Meanwhile, the men's jail is undergoing changes of its own, with the expansion of an educational programme under consideration. The Labour Market programme, organised in conjunction with the Higher Colleges of Technology (HCT), allows male nationals to achieve accreditation in various fields, to ease their reintegration into society once they finish their sentences. "The programme aims to provide inmates with the opportunities everyone else enjoys," said Mustapha Karkouti, head of corporate affairs at HCT. "If these people are well equipped, trained and informed, it's easier for them to reintegrate into society."

Launched two years ago, the programme has seen about 30 graduates so far, some of whom the prison management says have become "very successful". "We are teaching them responsibility they can take outside when they leave prison," said Col al Zaabi. "Prisoners are often refused by the rest of the community when they return. We want to minimise this and help them socialise." Eighty prisoners are enrolled in the programme, in which electrical, technical, financial and administrative skills are taught. Any UAE-born male prisoner may enrol. The programme is not available to women. Al Wathba jail is considering expanding the programme to expatriate prisoners and a decision is expected in the next few months.

The move is the latest measure by the UAE to reintegrate prisoners into society. The country is leading the way among GCC states in adopting a more progressive attitude to the treatment of prisoners and reintegrating them in communities. Khadeja al Otaiba, a social worker at the women's prison, said having inmates mingling together rather than divided on different security levels encouraged them to socialise and discouraged the formation of a negative self-image.

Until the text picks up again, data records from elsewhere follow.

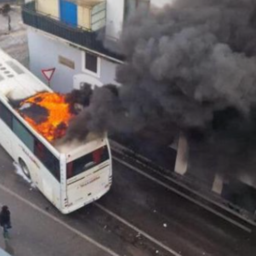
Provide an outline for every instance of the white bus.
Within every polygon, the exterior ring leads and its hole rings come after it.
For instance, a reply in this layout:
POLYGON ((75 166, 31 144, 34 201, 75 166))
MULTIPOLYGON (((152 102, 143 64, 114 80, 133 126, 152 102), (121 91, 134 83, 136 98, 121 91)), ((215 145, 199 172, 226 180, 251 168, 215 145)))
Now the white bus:
POLYGON ((106 136, 92 134, 84 142, 58 146, 50 142, 11 104, 43 91, 53 92, 0 50, 0 144, 42 194, 62 213, 68 214, 110 189, 109 144, 106 136))

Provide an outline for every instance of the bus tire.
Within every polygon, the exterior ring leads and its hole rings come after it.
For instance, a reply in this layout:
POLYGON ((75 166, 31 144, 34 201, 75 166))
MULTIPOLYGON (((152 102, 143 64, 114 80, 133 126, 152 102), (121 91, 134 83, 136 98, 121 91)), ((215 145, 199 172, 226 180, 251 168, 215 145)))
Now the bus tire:
POLYGON ((19 163, 20 167, 22 168, 23 173, 27 178, 30 179, 30 173, 29 172, 29 168, 27 166, 27 164, 26 164, 26 163, 21 158, 19 159, 18 162, 19 163))

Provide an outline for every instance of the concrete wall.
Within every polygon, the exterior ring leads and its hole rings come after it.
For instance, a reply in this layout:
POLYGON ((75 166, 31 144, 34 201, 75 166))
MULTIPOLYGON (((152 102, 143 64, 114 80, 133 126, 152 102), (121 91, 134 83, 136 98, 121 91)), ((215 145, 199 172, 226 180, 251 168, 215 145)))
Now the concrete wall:
MULTIPOLYGON (((28 30, 30 70, 38 77, 46 82, 41 74, 44 69, 55 68, 56 71, 51 81, 51 87, 55 91, 66 93, 73 89, 74 77, 83 74, 88 81, 98 79, 99 84, 114 83, 117 65, 105 59, 101 59, 99 78, 82 70, 82 51, 55 39, 43 35, 41 32, 28 30), (44 54, 38 54, 46 49, 44 54), (61 56, 75 63, 74 69, 59 63, 58 57, 61 56)), ((87 81, 84 81, 86 82, 87 81)))

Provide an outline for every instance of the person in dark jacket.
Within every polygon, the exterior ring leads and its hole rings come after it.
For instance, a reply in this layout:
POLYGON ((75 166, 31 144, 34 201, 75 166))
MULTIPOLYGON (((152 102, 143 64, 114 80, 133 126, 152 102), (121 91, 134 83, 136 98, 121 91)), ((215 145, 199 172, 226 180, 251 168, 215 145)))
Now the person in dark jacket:
POLYGON ((0 212, 0 226, 3 227, 5 238, 8 238, 8 229, 11 228, 11 213, 8 207, 4 205, 0 212))

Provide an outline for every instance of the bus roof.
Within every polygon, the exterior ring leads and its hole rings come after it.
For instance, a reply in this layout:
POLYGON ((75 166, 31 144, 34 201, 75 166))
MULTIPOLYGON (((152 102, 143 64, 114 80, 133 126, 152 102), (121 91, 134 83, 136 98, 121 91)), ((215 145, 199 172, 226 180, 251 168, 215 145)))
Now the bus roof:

"I talk with [the women] as much as possible," she said. "Most of them come to jail and ask themselves why they [committed] the crime. We try to help them." Prison administrators have been in talks with the independent Khalifa Fund to expand the job opportunities for inmates. The fund was set up to help Emirati nationals begin their own businesses by offering financial resources and advice. No decisions or details have been finalised, but Marwan al Otaiba, the fund's marketing officer, said the programme should be launched in the next two months.